Her heart thrummed. Her whole body lightened with the thought of him.
What could she say to escape Priscilla during the feast of Saint Michael? She needed a good excuse—an illness among the villagers. She had to help Morag. Not an outright lie. Someone must be sick and she’d visit and bring food gifts. That’d do for several days.
Shona wanted to run over to the riders—to Alasdair—to ask how he had fared in the past three months and where he had been. She wanted to feast her eyes on his smooth skin and study the light of the sun shining on his face and dancing in his eyes. She wanted to reach up and touch his hair, watch his curls spring back, so unlike her own hair, which hung in long waves.
But she couldn’t do that. Not any of it. So she’d simply wait for an excuse to be near him.
When she returned to Castle Muirn, she found a chapman waiting at the outside stair to the keep, a regular visitor seeking hospitality for the night. “Welcome to you,” she said. “Have you had anything to eat?”
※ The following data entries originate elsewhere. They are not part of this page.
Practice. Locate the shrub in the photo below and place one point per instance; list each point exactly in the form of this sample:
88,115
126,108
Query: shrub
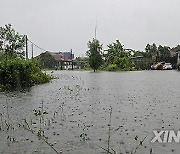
18,74
112,67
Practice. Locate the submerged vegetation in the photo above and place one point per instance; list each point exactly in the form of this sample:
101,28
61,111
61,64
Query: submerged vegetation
17,74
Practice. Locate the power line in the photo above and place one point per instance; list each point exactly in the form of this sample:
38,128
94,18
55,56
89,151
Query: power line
36,45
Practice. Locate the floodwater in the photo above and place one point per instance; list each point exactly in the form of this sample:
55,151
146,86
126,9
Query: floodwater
74,113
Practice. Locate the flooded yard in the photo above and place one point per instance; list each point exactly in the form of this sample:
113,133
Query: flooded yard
72,114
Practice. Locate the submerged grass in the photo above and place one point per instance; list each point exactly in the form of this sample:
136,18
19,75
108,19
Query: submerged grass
18,74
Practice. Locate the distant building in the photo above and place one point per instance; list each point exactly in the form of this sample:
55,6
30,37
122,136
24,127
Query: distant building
63,59
141,62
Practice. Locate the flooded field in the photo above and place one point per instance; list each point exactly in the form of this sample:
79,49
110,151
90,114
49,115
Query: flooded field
72,114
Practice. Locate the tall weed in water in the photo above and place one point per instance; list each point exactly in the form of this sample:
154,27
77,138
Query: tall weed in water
18,74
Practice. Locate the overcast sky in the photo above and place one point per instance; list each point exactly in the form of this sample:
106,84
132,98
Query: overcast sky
61,25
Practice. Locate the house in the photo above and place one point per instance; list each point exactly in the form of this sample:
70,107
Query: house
62,60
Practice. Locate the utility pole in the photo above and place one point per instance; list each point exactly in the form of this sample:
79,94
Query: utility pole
71,59
26,48
32,51
96,27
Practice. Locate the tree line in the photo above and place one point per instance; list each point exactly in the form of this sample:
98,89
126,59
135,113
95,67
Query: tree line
116,57
16,73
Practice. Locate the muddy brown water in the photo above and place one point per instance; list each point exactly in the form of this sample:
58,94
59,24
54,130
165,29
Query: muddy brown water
73,112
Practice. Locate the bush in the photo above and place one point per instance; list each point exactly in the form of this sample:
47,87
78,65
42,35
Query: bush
112,67
19,74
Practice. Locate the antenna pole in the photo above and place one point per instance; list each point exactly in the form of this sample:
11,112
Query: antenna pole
96,27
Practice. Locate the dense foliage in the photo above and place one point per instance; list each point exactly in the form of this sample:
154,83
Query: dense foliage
11,43
19,74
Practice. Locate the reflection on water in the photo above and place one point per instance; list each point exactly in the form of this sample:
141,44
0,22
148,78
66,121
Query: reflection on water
73,112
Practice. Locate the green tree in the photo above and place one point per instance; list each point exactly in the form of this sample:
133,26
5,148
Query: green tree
95,54
11,42
115,50
164,53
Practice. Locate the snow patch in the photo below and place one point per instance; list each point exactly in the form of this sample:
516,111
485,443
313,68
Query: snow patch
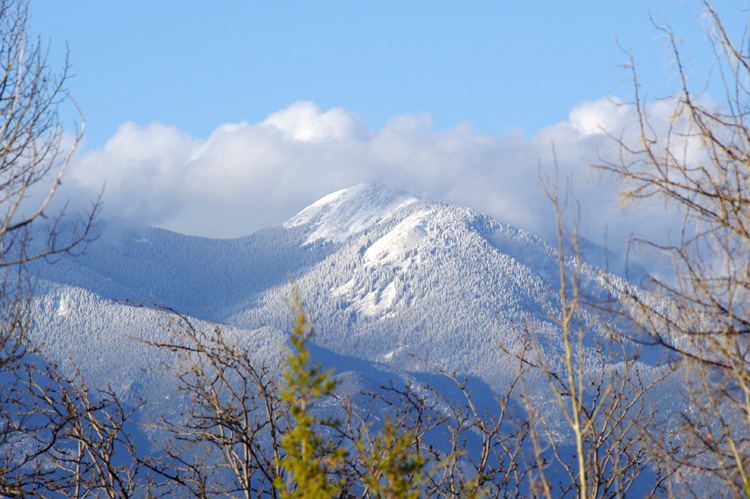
376,303
394,246
344,213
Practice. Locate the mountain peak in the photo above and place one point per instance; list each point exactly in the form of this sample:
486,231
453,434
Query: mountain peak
343,213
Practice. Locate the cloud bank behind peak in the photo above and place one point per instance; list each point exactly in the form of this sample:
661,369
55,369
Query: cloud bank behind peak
247,176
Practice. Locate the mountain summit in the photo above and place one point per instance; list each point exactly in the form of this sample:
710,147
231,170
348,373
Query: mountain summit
390,279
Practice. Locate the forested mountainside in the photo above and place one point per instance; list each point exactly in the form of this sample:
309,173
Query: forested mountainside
388,279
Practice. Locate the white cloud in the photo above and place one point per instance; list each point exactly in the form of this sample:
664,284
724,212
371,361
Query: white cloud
247,176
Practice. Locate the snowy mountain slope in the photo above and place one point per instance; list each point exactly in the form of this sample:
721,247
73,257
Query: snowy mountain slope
386,276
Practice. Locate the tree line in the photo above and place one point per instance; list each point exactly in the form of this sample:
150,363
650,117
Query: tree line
252,429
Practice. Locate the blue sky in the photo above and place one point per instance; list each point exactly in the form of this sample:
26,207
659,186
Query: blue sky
492,82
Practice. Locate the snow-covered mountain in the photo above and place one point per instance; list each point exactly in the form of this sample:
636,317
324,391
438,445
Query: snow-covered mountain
389,279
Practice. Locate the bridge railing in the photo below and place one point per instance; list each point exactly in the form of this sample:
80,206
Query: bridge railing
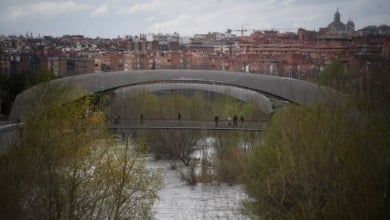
158,123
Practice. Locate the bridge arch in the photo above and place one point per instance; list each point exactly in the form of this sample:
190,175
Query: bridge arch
296,91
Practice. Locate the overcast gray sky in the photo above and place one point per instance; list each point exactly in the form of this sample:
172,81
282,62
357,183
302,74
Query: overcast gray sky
110,18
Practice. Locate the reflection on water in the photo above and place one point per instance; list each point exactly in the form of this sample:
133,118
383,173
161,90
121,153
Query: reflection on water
202,201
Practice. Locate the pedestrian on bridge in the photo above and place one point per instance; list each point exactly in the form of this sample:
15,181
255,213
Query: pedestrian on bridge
216,119
242,120
235,119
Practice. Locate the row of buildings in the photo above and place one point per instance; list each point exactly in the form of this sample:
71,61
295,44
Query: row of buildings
301,54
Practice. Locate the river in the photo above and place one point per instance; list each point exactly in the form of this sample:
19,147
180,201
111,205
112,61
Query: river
178,200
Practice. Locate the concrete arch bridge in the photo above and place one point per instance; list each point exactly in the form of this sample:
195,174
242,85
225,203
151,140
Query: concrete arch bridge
243,86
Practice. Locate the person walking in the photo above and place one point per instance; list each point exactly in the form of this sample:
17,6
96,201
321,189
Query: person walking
216,119
242,120
235,119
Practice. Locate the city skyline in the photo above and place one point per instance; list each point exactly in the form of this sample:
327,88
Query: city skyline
112,18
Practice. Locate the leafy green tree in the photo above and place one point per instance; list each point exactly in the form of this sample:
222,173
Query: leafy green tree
327,161
69,167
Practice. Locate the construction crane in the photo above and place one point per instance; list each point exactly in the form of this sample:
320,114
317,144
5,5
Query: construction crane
242,30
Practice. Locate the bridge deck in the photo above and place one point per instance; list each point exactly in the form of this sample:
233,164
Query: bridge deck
188,124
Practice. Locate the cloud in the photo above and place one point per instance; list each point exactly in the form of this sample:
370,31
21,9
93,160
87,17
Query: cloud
42,9
100,11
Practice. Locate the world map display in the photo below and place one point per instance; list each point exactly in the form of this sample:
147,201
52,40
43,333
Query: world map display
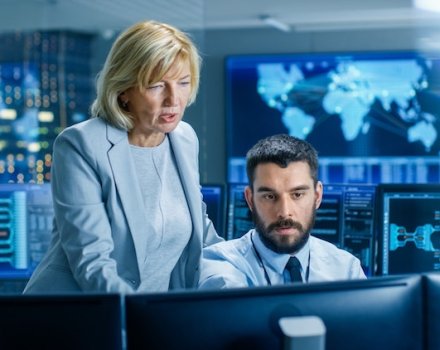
373,117
349,93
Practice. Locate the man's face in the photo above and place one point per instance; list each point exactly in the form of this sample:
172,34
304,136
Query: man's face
283,205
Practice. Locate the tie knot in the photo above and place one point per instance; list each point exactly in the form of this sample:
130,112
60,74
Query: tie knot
293,263
293,266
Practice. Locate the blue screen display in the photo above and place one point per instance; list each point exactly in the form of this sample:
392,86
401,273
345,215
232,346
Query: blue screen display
373,117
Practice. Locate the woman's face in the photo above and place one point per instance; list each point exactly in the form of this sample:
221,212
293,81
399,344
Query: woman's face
157,109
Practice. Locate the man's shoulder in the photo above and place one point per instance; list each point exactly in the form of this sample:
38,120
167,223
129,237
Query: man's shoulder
328,250
230,249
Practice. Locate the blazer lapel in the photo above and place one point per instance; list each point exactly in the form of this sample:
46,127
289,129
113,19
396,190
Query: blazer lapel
128,188
183,149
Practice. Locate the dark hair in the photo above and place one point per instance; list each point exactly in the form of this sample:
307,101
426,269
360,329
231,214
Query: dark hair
282,150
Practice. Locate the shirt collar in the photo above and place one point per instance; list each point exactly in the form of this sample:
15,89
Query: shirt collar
278,261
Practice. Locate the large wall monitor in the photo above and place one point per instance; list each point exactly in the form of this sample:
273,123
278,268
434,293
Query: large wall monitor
374,117
408,228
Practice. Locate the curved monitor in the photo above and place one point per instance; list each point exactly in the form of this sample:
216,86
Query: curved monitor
408,228
432,283
380,313
81,321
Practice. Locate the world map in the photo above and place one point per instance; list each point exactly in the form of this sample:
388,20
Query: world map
349,90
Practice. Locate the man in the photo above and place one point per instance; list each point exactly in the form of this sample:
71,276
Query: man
283,196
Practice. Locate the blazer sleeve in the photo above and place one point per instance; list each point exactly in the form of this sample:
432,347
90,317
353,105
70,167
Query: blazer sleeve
80,212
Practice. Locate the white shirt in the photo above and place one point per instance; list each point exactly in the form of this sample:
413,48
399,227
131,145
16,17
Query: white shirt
234,263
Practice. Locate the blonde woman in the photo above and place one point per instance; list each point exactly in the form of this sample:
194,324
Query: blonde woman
129,215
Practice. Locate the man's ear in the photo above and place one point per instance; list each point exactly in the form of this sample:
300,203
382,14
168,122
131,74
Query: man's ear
319,190
248,196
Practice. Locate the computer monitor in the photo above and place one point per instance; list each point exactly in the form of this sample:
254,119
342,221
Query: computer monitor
432,307
214,198
408,228
379,313
345,218
239,219
81,321
380,109
26,216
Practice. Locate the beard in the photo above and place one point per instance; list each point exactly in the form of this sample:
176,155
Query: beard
283,244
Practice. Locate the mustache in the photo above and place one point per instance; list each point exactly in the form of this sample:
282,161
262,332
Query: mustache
170,110
285,223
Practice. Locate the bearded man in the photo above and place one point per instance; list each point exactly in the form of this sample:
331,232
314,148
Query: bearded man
283,195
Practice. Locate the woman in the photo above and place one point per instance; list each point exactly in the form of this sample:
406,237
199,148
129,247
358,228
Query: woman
129,216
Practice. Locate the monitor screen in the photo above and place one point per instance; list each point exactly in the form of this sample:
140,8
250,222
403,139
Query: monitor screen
373,117
432,282
26,216
214,198
408,228
239,219
345,218
82,321
358,314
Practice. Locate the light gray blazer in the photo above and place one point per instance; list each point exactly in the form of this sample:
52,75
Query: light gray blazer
98,242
The man stood to greet her. “Not yet, daughter of Iain Glas.”
“Have you seen my stepmother?”
“She’ll see me soon, so they say.” The man didn’t look her in the eye.
“My stepmother looks forward to your visits.”
“Would you like to see my wares?” He pulled his pack from his shoulders. “Lovely ribbons for your hair—red and white. Look—”
Normally she would choose a smooth ribbon or two, but she was in a hurry. “Lovely. Has my stepmother paid you for the silks and canvas she bought last time?”
“I’m sure she’ll pay this time.” He needed coin, more than a meal or shelter. If her stepmother took all his embroidery silks without paying, the man would never return again, and every village in Argyll would learn she was a genteel thief.
“I’ll see to you. Come.” She led him up the stair and into the great hall past the curious guards. “Then you’ll get a good meal in your belly.”
“You’ll be a good wife to a great man,” he said.